Even if the above parallels and theories didn’t exist, I still see no compelling reason to believe that a process of next-token prediction is somehow incompatible with the emergence of useful world models or intelligent behavior. The surprising leaps LLMs have made—from excelling in language-based tasks to generating coherent, context-rich outputs—bear witness to the possibility that focusing on “just the next token” can yield more than meets the eye.

Emergence and complexity

A big part of the conversation around LLMs is about emergence: the phenomenon where a system composed of many interacting parts exhibits properties or capabilities that its parts don’t possess individually—on a different post I'll discuss whether this is an epistemological or an ontological fact! Once the model is big enough and trained on sufficiently diverse data, it acquires structures in its latent space that allow it to perform tasks well beyond the bare-bones requirement of next-token prediction. Yes, the immediate objective is still “predict the next token,” but the learned representations that support this task—semantic understanding, contextual reasoning, rudimentary planning—are precisely what we’d associate with advanced intelligence in a language domain.

Moreover, the scale at which these models operate means they can develop internal circuits that effectively do reasoning steps in order to predict the next token accurately—and there's evidence coming from Mechanistic Interpretability that they do so, at least in a very concrete sense (i.e. via induction heads). There’s no a priori law of the universe dictating that next-token prediction, done at scale with enough complexity and data, couldn’t end up looking a lot like reasoning or “thinking.” In fact, the growing repertoire of tasks LLMs can handle suggests that’s exactly what’s happening.

Concluding thoughts

Calling LLMs “just next-token predictors” is a bit like calling humans “just gene replication machines.” Both statements are superficially correct but profoundly miss the point. The objective that drives a system’s formation—whether it’s evolutionary fitness or next-token prediction—does not necessarily limit or fully describe the internal mechanics and emergent complexities that arise in pursuit of that objective.

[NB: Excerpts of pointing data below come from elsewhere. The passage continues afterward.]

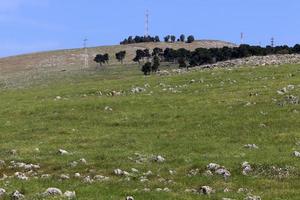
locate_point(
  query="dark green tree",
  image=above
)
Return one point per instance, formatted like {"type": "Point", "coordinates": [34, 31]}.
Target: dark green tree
{"type": "Point", "coordinates": [146, 69]}
{"type": "Point", "coordinates": [156, 64]}
{"type": "Point", "coordinates": [190, 39]}
{"type": "Point", "coordinates": [182, 38]}
{"type": "Point", "coordinates": [173, 38]}
{"type": "Point", "coordinates": [120, 56]}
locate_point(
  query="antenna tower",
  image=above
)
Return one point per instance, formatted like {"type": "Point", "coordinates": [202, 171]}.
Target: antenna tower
{"type": "Point", "coordinates": [147, 23]}
{"type": "Point", "coordinates": [86, 55]}
{"type": "Point", "coordinates": [272, 42]}
{"type": "Point", "coordinates": [242, 38]}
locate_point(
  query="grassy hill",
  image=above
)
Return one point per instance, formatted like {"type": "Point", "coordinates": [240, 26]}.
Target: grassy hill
{"type": "Point", "coordinates": [73, 59]}
{"type": "Point", "coordinates": [190, 119]}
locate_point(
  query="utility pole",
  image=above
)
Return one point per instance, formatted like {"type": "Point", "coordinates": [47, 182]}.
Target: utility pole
{"type": "Point", "coordinates": [147, 23]}
{"type": "Point", "coordinates": [86, 55]}
{"type": "Point", "coordinates": [272, 42]}
{"type": "Point", "coordinates": [242, 38]}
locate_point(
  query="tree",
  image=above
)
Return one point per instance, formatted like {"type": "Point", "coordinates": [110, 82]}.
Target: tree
{"type": "Point", "coordinates": [156, 64]}
{"type": "Point", "coordinates": [146, 69]}
{"type": "Point", "coordinates": [167, 38]}
{"type": "Point", "coordinates": [190, 39]}
{"type": "Point", "coordinates": [101, 59]}
{"type": "Point", "coordinates": [182, 38]}
{"type": "Point", "coordinates": [173, 38]}
{"type": "Point", "coordinates": [182, 63]}
{"type": "Point", "coordinates": [156, 39]}
{"type": "Point", "coordinates": [120, 56]}
{"type": "Point", "coordinates": [157, 52]}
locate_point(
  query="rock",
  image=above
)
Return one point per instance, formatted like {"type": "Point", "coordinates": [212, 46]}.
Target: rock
{"type": "Point", "coordinates": [213, 166]}
{"type": "Point", "coordinates": [101, 178]}
{"type": "Point", "coordinates": [2, 192]}
{"type": "Point", "coordinates": [206, 190]}
{"type": "Point", "coordinates": [159, 159]}
{"type": "Point", "coordinates": [251, 146]}
{"type": "Point", "coordinates": [224, 172]}
{"type": "Point", "coordinates": [83, 161]}
{"type": "Point", "coordinates": [138, 90]}
{"type": "Point", "coordinates": [107, 108]}
{"type": "Point", "coordinates": [64, 176]}
{"type": "Point", "coordinates": [252, 198]}
{"type": "Point", "coordinates": [296, 154]}
{"type": "Point", "coordinates": [21, 176]}
{"type": "Point", "coordinates": [16, 195]}
{"type": "Point", "coordinates": [70, 194]}
{"type": "Point", "coordinates": [246, 168]}
{"type": "Point", "coordinates": [88, 179]}
{"type": "Point", "coordinates": [53, 192]}
{"type": "Point", "coordinates": [13, 152]}
{"type": "Point", "coordinates": [134, 170]}
{"type": "Point", "coordinates": [63, 152]}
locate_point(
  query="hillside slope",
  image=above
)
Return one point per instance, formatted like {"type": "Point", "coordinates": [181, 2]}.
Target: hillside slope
{"type": "Point", "coordinates": [190, 120]}
{"type": "Point", "coordinates": [73, 59]}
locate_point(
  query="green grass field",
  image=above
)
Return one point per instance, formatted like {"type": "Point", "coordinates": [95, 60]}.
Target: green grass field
{"type": "Point", "coordinates": [190, 124]}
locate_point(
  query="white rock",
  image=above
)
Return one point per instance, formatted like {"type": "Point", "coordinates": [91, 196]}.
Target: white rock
{"type": "Point", "coordinates": [16, 195]}
{"type": "Point", "coordinates": [101, 178]}
{"type": "Point", "coordinates": [297, 154]}
{"type": "Point", "coordinates": [107, 108]}
{"type": "Point", "coordinates": [70, 194]}
{"type": "Point", "coordinates": [252, 198]}
{"type": "Point", "coordinates": [134, 170]}
{"type": "Point", "coordinates": [251, 146]}
{"type": "Point", "coordinates": [2, 192]}
{"type": "Point", "coordinates": [88, 179]}
{"type": "Point", "coordinates": [21, 176]}
{"type": "Point", "coordinates": [213, 166]}
{"type": "Point", "coordinates": [83, 161]}
{"type": "Point", "coordinates": [206, 190]}
{"type": "Point", "coordinates": [64, 176]}
{"type": "Point", "coordinates": [53, 192]}
{"type": "Point", "coordinates": [159, 159]}
{"type": "Point", "coordinates": [63, 152]}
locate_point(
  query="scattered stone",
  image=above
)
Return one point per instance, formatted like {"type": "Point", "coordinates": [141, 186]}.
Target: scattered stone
{"type": "Point", "coordinates": [213, 166]}
{"type": "Point", "coordinates": [296, 154]}
{"type": "Point", "coordinates": [83, 161]}
{"type": "Point", "coordinates": [252, 198]}
{"type": "Point", "coordinates": [101, 178]}
{"type": "Point", "coordinates": [246, 168]}
{"type": "Point", "coordinates": [251, 146]}
{"type": "Point", "coordinates": [70, 194]}
{"type": "Point", "coordinates": [64, 176]}
{"type": "Point", "coordinates": [206, 190]}
{"type": "Point", "coordinates": [159, 159]}
{"type": "Point", "coordinates": [21, 176]}
{"type": "Point", "coordinates": [16, 195]}
{"type": "Point", "coordinates": [2, 192]}
{"type": "Point", "coordinates": [138, 90]}
{"type": "Point", "coordinates": [88, 179]}
{"type": "Point", "coordinates": [53, 192]}
{"type": "Point", "coordinates": [63, 152]}
{"type": "Point", "coordinates": [107, 108]}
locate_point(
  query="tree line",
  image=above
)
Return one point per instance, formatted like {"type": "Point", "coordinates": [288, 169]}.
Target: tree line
{"type": "Point", "coordinates": [168, 38]}
{"type": "Point", "coordinates": [200, 56]}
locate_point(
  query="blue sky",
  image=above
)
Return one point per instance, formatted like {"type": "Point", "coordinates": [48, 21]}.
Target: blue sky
{"type": "Point", "coordinates": [38, 25]}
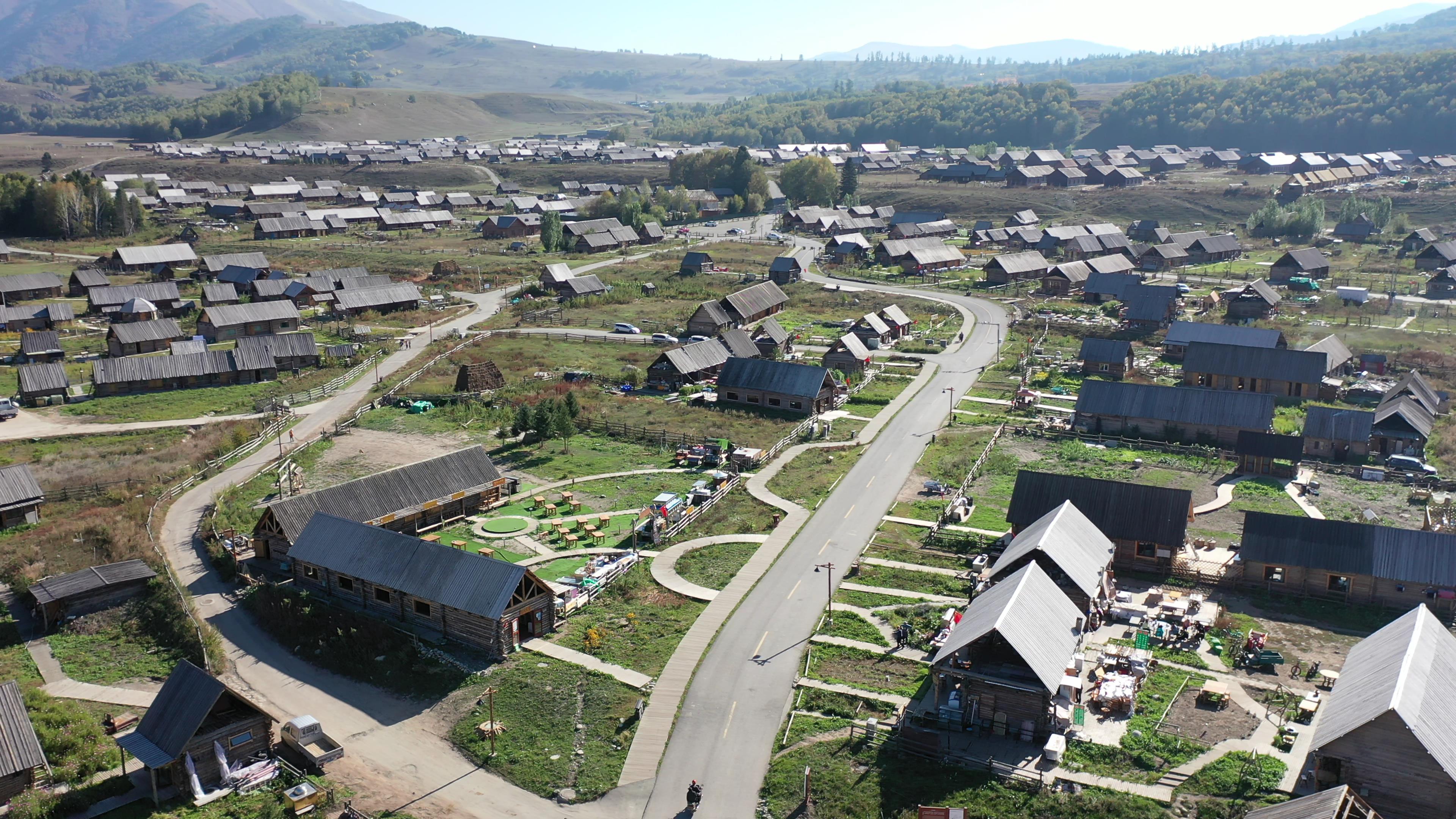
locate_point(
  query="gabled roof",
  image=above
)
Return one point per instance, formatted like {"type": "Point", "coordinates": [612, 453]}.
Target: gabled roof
{"type": "Point", "coordinates": [389, 492]}
{"type": "Point", "coordinates": [1071, 540]}
{"type": "Point", "coordinates": [1161, 513]}
{"type": "Point", "coordinates": [801, 381]}
{"type": "Point", "coordinates": [1187, 333]}
{"type": "Point", "coordinates": [1106, 350]}
{"type": "Point", "coordinates": [1031, 614]}
{"type": "Point", "coordinates": [1407, 668]}
{"type": "Point", "coordinates": [1302, 366]}
{"type": "Point", "coordinates": [424, 570]}
{"type": "Point", "coordinates": [1177, 404]}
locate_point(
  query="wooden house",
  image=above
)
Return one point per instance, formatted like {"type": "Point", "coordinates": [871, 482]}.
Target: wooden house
{"type": "Point", "coordinates": [413, 499]}
{"type": "Point", "coordinates": [191, 717]}
{"type": "Point", "coordinates": [1171, 413]}
{"type": "Point", "coordinates": [1004, 664]}
{"type": "Point", "coordinates": [1286, 373]}
{"type": "Point", "coordinates": [481, 601]}
{"type": "Point", "coordinates": [22, 761]}
{"type": "Point", "coordinates": [1107, 358]}
{"type": "Point", "coordinates": [1145, 540]}
{"type": "Point", "coordinates": [777, 385]}
{"type": "Point", "coordinates": [88, 591]}
{"type": "Point", "coordinates": [1074, 553]}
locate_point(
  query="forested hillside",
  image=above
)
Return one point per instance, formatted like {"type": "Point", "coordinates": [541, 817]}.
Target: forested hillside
{"type": "Point", "coordinates": [1362, 104]}
{"type": "Point", "coordinates": [1037, 114]}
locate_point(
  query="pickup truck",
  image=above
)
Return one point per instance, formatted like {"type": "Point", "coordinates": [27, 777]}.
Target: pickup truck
{"type": "Point", "coordinates": [306, 736]}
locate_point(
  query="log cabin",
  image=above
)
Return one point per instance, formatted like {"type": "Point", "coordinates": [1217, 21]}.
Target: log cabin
{"type": "Point", "coordinates": [490, 604]}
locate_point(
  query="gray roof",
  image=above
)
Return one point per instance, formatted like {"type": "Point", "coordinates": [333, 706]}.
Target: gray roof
{"type": "Point", "coordinates": [1177, 404]}
{"type": "Point", "coordinates": [353, 299]}
{"type": "Point", "coordinates": [231, 315]}
{"type": "Point", "coordinates": [383, 493]}
{"type": "Point", "coordinates": [1407, 668]}
{"type": "Point", "coordinates": [430, 572]}
{"type": "Point", "coordinates": [1106, 350]}
{"type": "Point", "coordinates": [1256, 362]}
{"type": "Point", "coordinates": [133, 333]}
{"type": "Point", "coordinates": [18, 487]}
{"type": "Point", "coordinates": [1074, 543]}
{"type": "Point", "coordinates": [91, 579]}
{"type": "Point", "coordinates": [756, 299]}
{"type": "Point", "coordinates": [43, 378]}
{"type": "Point", "coordinates": [1187, 333]}
{"type": "Point", "coordinates": [19, 747]}
{"type": "Point", "coordinates": [175, 716]}
{"type": "Point", "coordinates": [1337, 423]}
{"type": "Point", "coordinates": [784, 378]}
{"type": "Point", "coordinates": [1033, 615]}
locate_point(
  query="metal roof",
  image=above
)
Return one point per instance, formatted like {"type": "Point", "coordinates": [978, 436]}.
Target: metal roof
{"type": "Point", "coordinates": [19, 747]}
{"type": "Point", "coordinates": [158, 330]}
{"type": "Point", "coordinates": [1071, 540]}
{"type": "Point", "coordinates": [1031, 614]}
{"type": "Point", "coordinates": [63, 586]}
{"type": "Point", "coordinates": [389, 492]}
{"type": "Point", "coordinates": [43, 378]}
{"type": "Point", "coordinates": [1407, 668]}
{"type": "Point", "coordinates": [752, 301]}
{"type": "Point", "coordinates": [1106, 350]}
{"type": "Point", "coordinates": [1187, 333]}
{"type": "Point", "coordinates": [1256, 362]}
{"type": "Point", "coordinates": [231, 315]}
{"type": "Point", "coordinates": [18, 487]}
{"type": "Point", "coordinates": [430, 572]}
{"type": "Point", "coordinates": [801, 381]}
{"type": "Point", "coordinates": [1161, 513]}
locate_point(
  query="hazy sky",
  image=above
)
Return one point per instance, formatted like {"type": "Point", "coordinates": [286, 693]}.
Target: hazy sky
{"type": "Point", "coordinates": [750, 30]}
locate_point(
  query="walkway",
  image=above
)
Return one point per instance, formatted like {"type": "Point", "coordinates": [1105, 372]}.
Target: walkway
{"type": "Point", "coordinates": [635, 679]}
{"type": "Point", "coordinates": [664, 566]}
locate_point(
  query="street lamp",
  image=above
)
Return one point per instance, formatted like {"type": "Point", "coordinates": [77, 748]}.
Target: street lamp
{"type": "Point", "coordinates": [829, 586]}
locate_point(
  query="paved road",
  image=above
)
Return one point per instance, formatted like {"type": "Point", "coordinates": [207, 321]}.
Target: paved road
{"type": "Point", "coordinates": [740, 693]}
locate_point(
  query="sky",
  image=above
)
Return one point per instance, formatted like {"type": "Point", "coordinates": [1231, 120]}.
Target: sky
{"type": "Point", "coordinates": [750, 30]}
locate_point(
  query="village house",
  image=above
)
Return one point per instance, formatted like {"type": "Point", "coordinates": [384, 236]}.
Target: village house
{"type": "Point", "coordinates": [43, 384]}
{"type": "Point", "coordinates": [1145, 540]}
{"type": "Point", "coordinates": [135, 339]}
{"type": "Point", "coordinates": [1333, 433]}
{"type": "Point", "coordinates": [1292, 373]}
{"type": "Point", "coordinates": [1074, 553]}
{"type": "Point", "coordinates": [22, 760]}
{"type": "Point", "coordinates": [190, 719]}
{"type": "Point", "coordinates": [1385, 729]}
{"type": "Point", "coordinates": [413, 499]}
{"type": "Point", "coordinates": [1107, 358]}
{"type": "Point", "coordinates": [1004, 664]}
{"type": "Point", "coordinates": [1171, 413]}
{"type": "Point", "coordinates": [88, 591]}
{"type": "Point", "coordinates": [1253, 301]}
{"type": "Point", "coordinates": [777, 385]}
{"type": "Point", "coordinates": [481, 601]}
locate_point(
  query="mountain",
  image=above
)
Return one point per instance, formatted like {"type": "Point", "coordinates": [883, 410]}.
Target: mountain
{"type": "Point", "coordinates": [1043, 52]}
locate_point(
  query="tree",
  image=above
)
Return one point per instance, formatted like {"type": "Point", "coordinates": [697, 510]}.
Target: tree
{"type": "Point", "coordinates": [810, 181]}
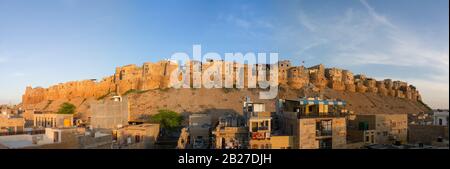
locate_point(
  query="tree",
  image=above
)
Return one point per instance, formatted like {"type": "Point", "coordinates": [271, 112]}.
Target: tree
{"type": "Point", "coordinates": [66, 108]}
{"type": "Point", "coordinates": [168, 119]}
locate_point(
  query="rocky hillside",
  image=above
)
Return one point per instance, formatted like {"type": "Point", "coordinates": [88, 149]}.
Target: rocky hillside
{"type": "Point", "coordinates": [148, 90]}
{"type": "Point", "coordinates": [219, 101]}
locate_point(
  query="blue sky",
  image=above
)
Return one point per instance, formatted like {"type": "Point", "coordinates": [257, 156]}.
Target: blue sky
{"type": "Point", "coordinates": [51, 41]}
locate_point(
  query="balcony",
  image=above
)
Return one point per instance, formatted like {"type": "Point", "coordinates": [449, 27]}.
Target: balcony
{"type": "Point", "coordinates": [324, 133]}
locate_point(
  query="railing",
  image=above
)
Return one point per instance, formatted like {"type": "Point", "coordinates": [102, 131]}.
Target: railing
{"type": "Point", "coordinates": [323, 133]}
{"type": "Point", "coordinates": [34, 132]}
{"type": "Point", "coordinates": [320, 115]}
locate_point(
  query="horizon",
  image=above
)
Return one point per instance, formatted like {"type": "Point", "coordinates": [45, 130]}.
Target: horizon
{"type": "Point", "coordinates": [49, 42]}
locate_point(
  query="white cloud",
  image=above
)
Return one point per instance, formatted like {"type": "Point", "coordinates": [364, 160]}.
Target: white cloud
{"type": "Point", "coordinates": [366, 37]}
{"type": "Point", "coordinates": [18, 74]}
{"type": "Point", "coordinates": [304, 20]}
{"type": "Point", "coordinates": [3, 59]}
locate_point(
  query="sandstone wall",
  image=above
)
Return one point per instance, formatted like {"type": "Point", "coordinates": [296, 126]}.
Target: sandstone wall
{"type": "Point", "coordinates": [152, 76]}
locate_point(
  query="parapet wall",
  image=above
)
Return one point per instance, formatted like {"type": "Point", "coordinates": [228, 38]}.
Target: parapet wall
{"type": "Point", "coordinates": [151, 76]}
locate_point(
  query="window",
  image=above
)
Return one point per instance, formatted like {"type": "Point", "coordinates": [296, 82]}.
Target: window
{"type": "Point", "coordinates": [323, 128]}
{"type": "Point", "coordinates": [137, 139]}
{"type": "Point", "coordinates": [363, 126]}
{"type": "Point", "coordinates": [325, 144]}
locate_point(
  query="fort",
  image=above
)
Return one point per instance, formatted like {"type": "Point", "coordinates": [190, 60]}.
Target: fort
{"type": "Point", "coordinates": [151, 76]}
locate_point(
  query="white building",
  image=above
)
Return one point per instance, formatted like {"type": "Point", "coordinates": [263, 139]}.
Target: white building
{"type": "Point", "coordinates": [440, 117]}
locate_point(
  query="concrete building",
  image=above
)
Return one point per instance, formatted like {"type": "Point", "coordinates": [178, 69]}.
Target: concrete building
{"type": "Point", "coordinates": [58, 138]}
{"type": "Point", "coordinates": [260, 128]}
{"type": "Point", "coordinates": [110, 114]}
{"type": "Point", "coordinates": [10, 125]}
{"type": "Point", "coordinates": [389, 128]}
{"type": "Point", "coordinates": [314, 123]}
{"type": "Point", "coordinates": [143, 136]}
{"type": "Point", "coordinates": [53, 120]}
{"type": "Point", "coordinates": [231, 133]}
{"type": "Point", "coordinates": [440, 117]}
{"type": "Point", "coordinates": [199, 130]}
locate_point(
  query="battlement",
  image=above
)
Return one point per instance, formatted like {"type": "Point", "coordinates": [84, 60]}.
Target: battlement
{"type": "Point", "coordinates": [152, 76]}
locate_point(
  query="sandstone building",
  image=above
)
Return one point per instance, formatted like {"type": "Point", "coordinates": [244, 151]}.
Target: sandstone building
{"type": "Point", "coordinates": [313, 123]}
{"type": "Point", "coordinates": [152, 76]}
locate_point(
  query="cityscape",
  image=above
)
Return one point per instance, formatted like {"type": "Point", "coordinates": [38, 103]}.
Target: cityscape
{"type": "Point", "coordinates": [186, 75]}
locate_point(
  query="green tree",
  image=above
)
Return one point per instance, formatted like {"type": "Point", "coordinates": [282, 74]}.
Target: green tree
{"type": "Point", "coordinates": [168, 119]}
{"type": "Point", "coordinates": [66, 108]}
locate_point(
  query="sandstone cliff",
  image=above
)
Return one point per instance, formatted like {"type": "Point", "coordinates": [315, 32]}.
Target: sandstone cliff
{"type": "Point", "coordinates": [364, 94]}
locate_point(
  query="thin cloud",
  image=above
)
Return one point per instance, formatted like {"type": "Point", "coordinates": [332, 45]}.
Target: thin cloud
{"type": "Point", "coordinates": [3, 59]}
{"type": "Point", "coordinates": [304, 20]}
{"type": "Point", "coordinates": [362, 36]}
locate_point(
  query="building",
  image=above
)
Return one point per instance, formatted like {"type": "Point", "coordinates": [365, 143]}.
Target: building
{"type": "Point", "coordinates": [199, 130]}
{"type": "Point", "coordinates": [383, 128]}
{"type": "Point", "coordinates": [58, 138]}
{"type": "Point", "coordinates": [11, 125]}
{"type": "Point", "coordinates": [260, 128]}
{"type": "Point", "coordinates": [231, 133]}
{"type": "Point", "coordinates": [440, 117]}
{"type": "Point", "coordinates": [52, 120]}
{"type": "Point", "coordinates": [314, 123]}
{"type": "Point", "coordinates": [110, 114]}
{"type": "Point", "coordinates": [143, 136]}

LLMs, much like our own brains, can generate rich, nuanced internal representations that go far beyond the simplistic idea of “predicting the next token.” In the same way evolutionary processes gave rise to creativity, art, and moral philosophies—none of which are strictly required for replication—it’s plausible (and increasingly evident) that large-scale language models are developing complex “subroutines” or world models that power advanced, even surprising, capabilities.

So the next time someone tries to dismiss LLMs as “just next-token predictors,” it might be worth reminding them: that might be the goal, but it’s not the whole story. And that story is still unfolding, with each new token we—and these models—generate.